Here’s what they did:
- Establish an Initial Baseline: Moonshot used Kimi K2 to score itself here, so it needed a baseline of preferences to act as a competent judge. Moonshot assembled, “a mixture of open-source and in-house preference datasets,” which initialized its critical ability during the fine-tuning stage.
- Prompt the Model & Score it Against a Predefined Rubric: Moonshot then generated responses from Kimi K2 with a wide range of prompts. Another instance of Kimi K2 then scored pairs of responses against three rubrics, which are:
- Core Rubric: The main behaviors they wanted to optimize for.
- Clarity and Relevance: “Assesses the extent to which the response is succinct while fully addressing the user’s intent.

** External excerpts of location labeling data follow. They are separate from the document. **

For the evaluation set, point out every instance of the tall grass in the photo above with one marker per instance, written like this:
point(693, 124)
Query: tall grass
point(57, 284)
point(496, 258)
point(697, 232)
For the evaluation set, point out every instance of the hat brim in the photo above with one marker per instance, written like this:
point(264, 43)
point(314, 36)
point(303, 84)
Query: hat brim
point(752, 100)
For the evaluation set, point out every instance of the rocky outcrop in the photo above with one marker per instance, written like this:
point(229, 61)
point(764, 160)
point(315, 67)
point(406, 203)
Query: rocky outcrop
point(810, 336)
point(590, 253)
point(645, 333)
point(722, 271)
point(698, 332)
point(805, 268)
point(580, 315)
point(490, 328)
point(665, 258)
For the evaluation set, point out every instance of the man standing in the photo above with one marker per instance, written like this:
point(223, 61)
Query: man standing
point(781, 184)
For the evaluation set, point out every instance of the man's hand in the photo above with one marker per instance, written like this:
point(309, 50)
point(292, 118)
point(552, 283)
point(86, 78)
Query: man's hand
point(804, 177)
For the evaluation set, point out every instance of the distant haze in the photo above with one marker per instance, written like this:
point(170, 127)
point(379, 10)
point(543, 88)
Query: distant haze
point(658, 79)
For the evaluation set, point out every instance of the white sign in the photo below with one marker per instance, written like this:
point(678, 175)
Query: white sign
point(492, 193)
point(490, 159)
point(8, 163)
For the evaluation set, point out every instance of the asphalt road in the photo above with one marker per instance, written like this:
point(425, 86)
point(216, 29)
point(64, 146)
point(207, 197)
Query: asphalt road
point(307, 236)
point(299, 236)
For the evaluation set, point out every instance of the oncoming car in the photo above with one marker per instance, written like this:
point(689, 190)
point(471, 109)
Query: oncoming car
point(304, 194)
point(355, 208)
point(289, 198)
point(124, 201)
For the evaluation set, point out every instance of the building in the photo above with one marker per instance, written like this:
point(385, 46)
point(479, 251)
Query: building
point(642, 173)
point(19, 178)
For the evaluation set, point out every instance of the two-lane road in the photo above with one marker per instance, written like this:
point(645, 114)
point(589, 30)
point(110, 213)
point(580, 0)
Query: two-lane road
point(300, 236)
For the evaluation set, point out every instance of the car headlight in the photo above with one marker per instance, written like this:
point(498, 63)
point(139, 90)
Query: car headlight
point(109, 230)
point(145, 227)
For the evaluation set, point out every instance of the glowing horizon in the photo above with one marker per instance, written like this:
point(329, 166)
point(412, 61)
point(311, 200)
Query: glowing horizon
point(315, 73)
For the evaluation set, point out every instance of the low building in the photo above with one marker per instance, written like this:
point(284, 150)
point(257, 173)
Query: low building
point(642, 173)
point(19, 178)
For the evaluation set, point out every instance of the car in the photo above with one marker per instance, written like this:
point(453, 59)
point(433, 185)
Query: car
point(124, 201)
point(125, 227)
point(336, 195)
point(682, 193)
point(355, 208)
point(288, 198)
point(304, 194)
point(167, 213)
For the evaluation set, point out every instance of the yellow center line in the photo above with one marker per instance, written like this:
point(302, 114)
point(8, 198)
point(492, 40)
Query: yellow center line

The focus is on eliminating unnecessary detail, staying aligned with the central query, and using efficient formats such as brief paragraphs or compact lists.”
- Conversational Fluency and Engagement: “Evaluates the response’s contribution to a natural, flowing dialogue that extends beyond simple question-answering. This includes maintaining coherence, showing appropriate engagement with the topic, offering relevant observations or insights, potentially guiding the conversation constructively when appropriate…”
- Objective and Grounded Interaction: “Assesses the response’s ability to maintain an objective and grounded tone, focusing squarely on the substance of the user’s request. It evaluates the avoidance of both metacommentary (analyzing the query’s structure, topic combination, perceived oddity, or the nature of the interaction itself) and unwarranted flattery or excessive praise directed at the user or their input.”
- Prescriptive Rubric: Defensive metrics to prevent reward hacking.
- Initial Praise: “Responses must not begin with compliments directed at the user or the question (e.g., “That’s a beautiful question”, “Good question!”).”
- Explicit Justification: “[Avoid] Any sentence or clause that explains why the response is good or how it successfully fulfilled the user’s request. This is different from simply describing the content.”
- And a human-annotated rubric for specific contexts, which Moonshot did not share.
- Core Rubric: The main behaviors they wanted to optimize for.
- The Model is Continuously Updated, Improving the Critic: While the above is happening, Kimi K2 is continually being refined from this scoring and verifiable training, allowing it to apply learning from objective signals to the squishier assessments above.
The design of the rubrics echos James approach to organizing popular crime: clear categories and assessments can be easily sorted and compared. Neither approach pretends to be perfect or comprehensive. But this sorting is more consistent and productive than nothing. And by keeping these few rules tightly defined and non-comprehensive, there’s less room for reward hacking to occur.
As of last night, Kimi’s sat at the top of EQ-Bench, an “emotional intelligence benchmark for LLMs.”
…Though, the AI ecosystem doesn’t sleep. Since writing this, a new model has claimed the top spot: a ‘cloaked’ model named Horizon Alpha. Given the slop forensics for Horizon Alpha, I’m wagering that’s OpenAI’s much anticipated open-weight model – which would preserve Kimi K2’s prestigious company. And still: Kimi-K2 retails the top spot on the creative writing leaderboard.
As far as areas for improvement, Moonshot acknowledges that the rules above encourages Kimi K2 to be, “confident and assertive, even in contexts involving ambiguity or subjectivity.” This results from the avoidance of self-qualification and a preference for clarity and focus.
Kimi K2’s performance demonstrates that a rough, rubric approach is better than nothing and limits the reward hacking seen with other qualitative, LLM-evaluated, RL approaches. By accepting imperfect but systematic categorization over perfect but impossible measurement, Moonshot shipped a model that excels at qualitative tasks—an area where most teams struggle to make meaningful progress. The approach isn’t without trade-offs, but it offers a practical path forward for all model builders when dealing with non-verifiable skills.